# Did I spawn C. habrosus?



## Guest (Jul 19, 2008)

I think my Corydoras habrosus may have spawned :shock:

The other day, when I was cleaning the tank, I noticed some small, egg looking balls on my front glass. I tried to pick them off, thinking they were snails, and they didn't come off rightaway, at least, without alot of pressure...as far as things sticking to the glass goes.

When they came off, they left a whiteish ring on the glass. like they were semented on.

I think these may be C. habrosus eggs. The only other fish and animals in the tank are: A. agassazii, which spawn in caves, and the eggs are red I believe, I. kerri, which are egg scatters, so no eggs would end up onthe glass, and some olive nerite snails, which need brackish water to reproduce, correct? So I think my corys might have spawned.

The thing is, I only have 3 of them, and on top of it, it happened while my tank was a mess from my Co2 system leaving about 2 liters of mixture into the tank.

But then again, I've been doing daily 5 gallon waterchanges for the past week or so to keep O2 levals good while I clean out the tank. So the cooler temps from the water, along with a lower Ph (6.8, but the driftwood and Co2 lowers it some, but I'm not sure how much exactly) may have led them to spawn.

The eggs haven't hatched yet, nor do I think that they are going to, but I'm keeping my fingers crossed.

What do all of you think? Any ideas? Have these cories even been spawned in captivity before? Has anyone here ever spawned C. habosus?

Guess what else is funny...My albino C. aenus in another tank spawned a couple of days ago as well...lmao. Coincidense? I think not...lol

andrew


----------



## lohachata (Jan 27, 2006)

no...you did not spawn the habrosus........ they did it themselves.any weather changes(storms) in your area?it ios one of the things that can trigger spawning..also;if one species breeds and some of the water from their tank somehow gets into the others tank(say,by net) the hormones could trigger them to spawn..
you oughta get rid of that co2 junk before you kill all your fish..


----------



## lohachata (Jan 27, 2006)

by the way...C. Habrosus is being bred all over the place.they are an awesome little fish..especially for a small tank.


----------



## Guest (Jul 20, 2008)

Yes...there have been a TON of storms rolling through the area lately...
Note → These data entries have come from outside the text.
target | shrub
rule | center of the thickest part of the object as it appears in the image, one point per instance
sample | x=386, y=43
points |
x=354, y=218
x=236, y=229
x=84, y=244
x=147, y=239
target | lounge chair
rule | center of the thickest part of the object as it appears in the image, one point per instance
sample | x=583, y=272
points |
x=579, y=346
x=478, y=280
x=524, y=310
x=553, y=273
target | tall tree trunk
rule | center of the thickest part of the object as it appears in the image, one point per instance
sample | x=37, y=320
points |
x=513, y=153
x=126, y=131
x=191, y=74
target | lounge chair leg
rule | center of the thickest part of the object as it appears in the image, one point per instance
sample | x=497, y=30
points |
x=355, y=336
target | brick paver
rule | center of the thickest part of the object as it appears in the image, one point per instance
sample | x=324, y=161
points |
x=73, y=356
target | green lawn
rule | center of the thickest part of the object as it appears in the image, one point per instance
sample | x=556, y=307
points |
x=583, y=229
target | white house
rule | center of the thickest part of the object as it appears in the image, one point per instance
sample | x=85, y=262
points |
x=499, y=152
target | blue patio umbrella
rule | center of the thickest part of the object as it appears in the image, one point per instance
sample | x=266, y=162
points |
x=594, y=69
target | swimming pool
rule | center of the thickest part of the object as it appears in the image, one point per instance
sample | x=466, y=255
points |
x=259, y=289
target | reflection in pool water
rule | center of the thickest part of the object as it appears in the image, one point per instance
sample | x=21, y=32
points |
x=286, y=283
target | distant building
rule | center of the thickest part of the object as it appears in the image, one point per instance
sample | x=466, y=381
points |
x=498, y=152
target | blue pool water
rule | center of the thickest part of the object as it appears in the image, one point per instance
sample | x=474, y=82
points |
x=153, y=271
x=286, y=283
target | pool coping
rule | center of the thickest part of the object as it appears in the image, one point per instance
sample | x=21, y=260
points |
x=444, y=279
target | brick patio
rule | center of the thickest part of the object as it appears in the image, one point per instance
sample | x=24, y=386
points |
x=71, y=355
None of my fish have died from my Co2 junk...FYI.


----------



## lohachata (Jan 27, 2006)

there ya go dude..the change in barometric pressure got them in the mood..
i dislike co2 injection because of a friend that lost a lot of money because his system failed..
he had a 180 tank that was awesome..spent big money on the best co2 system he could get.8 adult altum angels.8 adult brilliant german blue discus.10 sub adult L-46 zebra plecos and several other exotic plecos..something in his injection system failed and pumped the tank full of co2..he woke up to a tank full of dead fish..


----------



## Guest (Jul 20, 2008)

like I said...I have still yet to lose any fish to Co2.


----------